Susana Díaz, dos veces víctima de Pedro Sánchez

La líder andaluza sufrió la derrota de las primarias y ha acusado en las elecciones andaluzas la mala gestión del presidente del Gobierno

Susana Díaz, dos veces víctima de Pedro Sánchez

 

Tiempo de lectura: 2' Actualizado 03 dic 2018

Susana Díaz ha vivido este domingo la victoria más agridulce de la historia del PSOE. La líder socialista ha sido la más votada en las elecciones celebradas este 2-D con 33 escaños y el 27,97% de los votos.

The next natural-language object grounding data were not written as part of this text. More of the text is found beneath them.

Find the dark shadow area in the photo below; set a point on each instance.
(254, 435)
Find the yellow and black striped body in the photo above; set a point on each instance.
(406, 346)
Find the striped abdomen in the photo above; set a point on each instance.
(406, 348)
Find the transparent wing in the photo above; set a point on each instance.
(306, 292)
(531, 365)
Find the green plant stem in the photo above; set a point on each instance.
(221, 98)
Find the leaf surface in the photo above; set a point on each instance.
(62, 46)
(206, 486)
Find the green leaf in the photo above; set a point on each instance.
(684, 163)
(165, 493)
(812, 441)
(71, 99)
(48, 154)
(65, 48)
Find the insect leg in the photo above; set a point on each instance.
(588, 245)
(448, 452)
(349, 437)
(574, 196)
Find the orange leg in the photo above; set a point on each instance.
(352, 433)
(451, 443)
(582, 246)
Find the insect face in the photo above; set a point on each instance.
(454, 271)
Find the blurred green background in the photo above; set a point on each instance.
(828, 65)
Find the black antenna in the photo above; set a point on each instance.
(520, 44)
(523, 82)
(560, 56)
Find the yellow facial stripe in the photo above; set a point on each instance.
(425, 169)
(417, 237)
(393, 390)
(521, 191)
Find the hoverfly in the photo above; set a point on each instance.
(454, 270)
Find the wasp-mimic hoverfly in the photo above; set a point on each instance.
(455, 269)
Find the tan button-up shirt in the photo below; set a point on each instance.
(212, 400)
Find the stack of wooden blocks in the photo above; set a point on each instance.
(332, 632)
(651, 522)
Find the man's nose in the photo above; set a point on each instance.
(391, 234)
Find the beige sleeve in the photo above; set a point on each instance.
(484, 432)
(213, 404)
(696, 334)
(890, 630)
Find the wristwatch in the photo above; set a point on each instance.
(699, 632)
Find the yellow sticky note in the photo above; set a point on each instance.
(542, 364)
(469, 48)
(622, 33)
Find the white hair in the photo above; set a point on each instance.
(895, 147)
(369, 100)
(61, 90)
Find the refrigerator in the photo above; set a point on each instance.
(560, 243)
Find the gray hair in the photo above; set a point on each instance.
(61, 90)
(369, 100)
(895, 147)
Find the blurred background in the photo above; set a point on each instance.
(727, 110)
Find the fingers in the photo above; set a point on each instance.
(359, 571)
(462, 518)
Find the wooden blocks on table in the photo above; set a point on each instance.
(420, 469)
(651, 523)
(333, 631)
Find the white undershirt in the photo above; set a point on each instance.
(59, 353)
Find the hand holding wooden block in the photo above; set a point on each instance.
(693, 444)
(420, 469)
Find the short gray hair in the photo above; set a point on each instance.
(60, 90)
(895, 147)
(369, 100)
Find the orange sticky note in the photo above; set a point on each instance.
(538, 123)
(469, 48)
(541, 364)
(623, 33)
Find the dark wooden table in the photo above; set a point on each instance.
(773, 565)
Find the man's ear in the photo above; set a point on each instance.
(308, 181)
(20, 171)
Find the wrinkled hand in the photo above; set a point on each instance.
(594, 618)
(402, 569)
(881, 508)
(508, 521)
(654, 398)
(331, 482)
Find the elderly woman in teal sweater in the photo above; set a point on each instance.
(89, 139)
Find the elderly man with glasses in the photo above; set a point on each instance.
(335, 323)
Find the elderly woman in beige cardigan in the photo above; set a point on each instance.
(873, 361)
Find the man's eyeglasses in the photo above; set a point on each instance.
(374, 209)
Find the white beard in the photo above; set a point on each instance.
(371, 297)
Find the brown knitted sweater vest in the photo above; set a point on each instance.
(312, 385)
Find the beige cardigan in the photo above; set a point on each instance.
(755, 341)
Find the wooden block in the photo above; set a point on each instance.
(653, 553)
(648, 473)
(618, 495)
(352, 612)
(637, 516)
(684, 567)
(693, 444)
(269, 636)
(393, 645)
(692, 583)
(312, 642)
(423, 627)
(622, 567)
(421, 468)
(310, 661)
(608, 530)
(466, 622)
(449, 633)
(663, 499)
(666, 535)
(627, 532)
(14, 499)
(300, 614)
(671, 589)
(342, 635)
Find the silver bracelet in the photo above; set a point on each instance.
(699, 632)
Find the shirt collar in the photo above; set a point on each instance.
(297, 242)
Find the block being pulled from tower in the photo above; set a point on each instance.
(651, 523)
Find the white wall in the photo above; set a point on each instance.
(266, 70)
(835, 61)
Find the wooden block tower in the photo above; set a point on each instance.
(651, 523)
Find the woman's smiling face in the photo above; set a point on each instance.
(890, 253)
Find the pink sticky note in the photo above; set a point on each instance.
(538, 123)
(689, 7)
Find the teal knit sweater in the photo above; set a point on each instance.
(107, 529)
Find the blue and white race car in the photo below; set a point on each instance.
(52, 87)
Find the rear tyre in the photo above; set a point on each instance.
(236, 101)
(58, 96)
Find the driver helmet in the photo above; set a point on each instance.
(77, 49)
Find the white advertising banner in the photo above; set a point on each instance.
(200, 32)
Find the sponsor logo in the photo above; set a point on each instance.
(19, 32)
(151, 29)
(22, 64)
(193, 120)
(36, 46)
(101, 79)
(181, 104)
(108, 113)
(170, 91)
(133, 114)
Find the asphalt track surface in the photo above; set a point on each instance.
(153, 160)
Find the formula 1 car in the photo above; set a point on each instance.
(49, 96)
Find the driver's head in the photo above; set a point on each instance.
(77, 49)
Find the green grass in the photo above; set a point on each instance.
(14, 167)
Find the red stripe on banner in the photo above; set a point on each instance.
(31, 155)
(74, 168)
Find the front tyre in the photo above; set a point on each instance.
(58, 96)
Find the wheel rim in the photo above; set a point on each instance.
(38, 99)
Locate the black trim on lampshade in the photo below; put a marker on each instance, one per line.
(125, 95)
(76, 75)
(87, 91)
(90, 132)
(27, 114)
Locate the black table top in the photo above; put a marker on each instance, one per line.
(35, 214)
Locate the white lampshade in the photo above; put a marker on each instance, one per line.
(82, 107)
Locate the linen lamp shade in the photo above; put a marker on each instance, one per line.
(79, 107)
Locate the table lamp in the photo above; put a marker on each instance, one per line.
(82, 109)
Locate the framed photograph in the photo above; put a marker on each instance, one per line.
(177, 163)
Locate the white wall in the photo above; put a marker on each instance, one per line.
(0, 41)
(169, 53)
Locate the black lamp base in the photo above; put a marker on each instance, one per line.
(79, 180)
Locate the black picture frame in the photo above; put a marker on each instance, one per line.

Sin embargo, la alianza de derechas formada por PP, Cs y Vox supondrá su salida de San Telmo de una manera totalmente inesperada. 

Díaz ha perdido 14 escaños y 400.000 votos con respecto a 2015. Su bagaje no puede ser más desalentador: los 33 diputados que ha obtenido este domingo suponen la menor representación del partido socialista en el parlamento andaluz. Hasta ahora, el suelo del PSOE estaba en los 45 que obtuvo Manuel Chaves en 1994. También es la peor cifra en porcentaje de voto (27,97%) y en número de papeletas, que hasta ahora también ostentaba Chaves en 1990 con 1.368.576.

 

El PSOE acusa así la corrupción de un partido agarrado al poder desde hace cuarenta años. El caso de los ERE andaluces, de los que Susana Díaz ha intentado desligarse desde su llegada a San Telmo, ha dañado seriamente las siglas de su partido. Un escándalo mayúsculo que ahora se dirime en los tribunales y por el que los expresidentes Chaves y Griñán se enfrentan a hasta ocho años de cárcel por prevaricación y malversación. Díaz marcó distancias con ambos, pero siempre ha defendido su inocencia. Se estima que el fraude pudo alcanzar los 741 millones de euros. La inconclusa respuesta de Díaz a semejante engaño ha erosionado su imagen, pese a que ella ha intentado salir indemne de cualquier acusación. La andaluza adelantó los comicios para evitar que la sentencia de los ERE le llevara a perder el gobierno. No ha hecho falta conocer esa sentencia para que esa realidad se haya producido. 

Aunque, quizá, el gran traspiés de Susana Díaz fue prestarse a la desnudez de su fortaleza: la intentona de alcanzar el poder absoluto del PSOE en una batalla a cara partida con Pedro Sánchez cuya principal víctima fue ella misma. Díaz culminó la rebelión contra su líder en el aciago Comité Federal del 1 de octubre de 2016. El partido se puso a su disposición para asaltar la secretaría general: los barones tomaron partido a su favor, al igual que la mayoría de líderes autonómicos; la comisión gestora dio muestras de cercanía a su candidatura y periódicos tan influyentes entre la izquierda como 'El País' se decantaron por ella ante un Sánchez que parecía más muerto que vivo. Pero los resultados de las primarias de mayo de 2017 fueron rotundos: el hoy presidente del Gobierno obtuvo el 50,26% de los votos y Díaz, el 39,90%. La imagen de 'todopoderosa' se resquebrajó en un abrir y cerrar de ojos y Díaz tuvo que regresar a esa Andalucía a la que una vez dijo que no iba a abandonar. 

Esta noche se ha consumado el peor de sus temores. Díaz ha sido doble víctima de Sánchez. Le despojó de su fuerza tras la batalla por la secretaría general y ahora su gestión en la Moncloa ha mermado su aspiración de convencer al tradicional votante socialista que siguiera confiando en su proyecto. Probablemente Díaz seguirá al frente del partido socialista andaluz, pero las derrotas sufridas en menos de dos años harán mella en una mujer que un día soñó con ser presidenta del Gobierno y ahora se queda también sin Andalucía.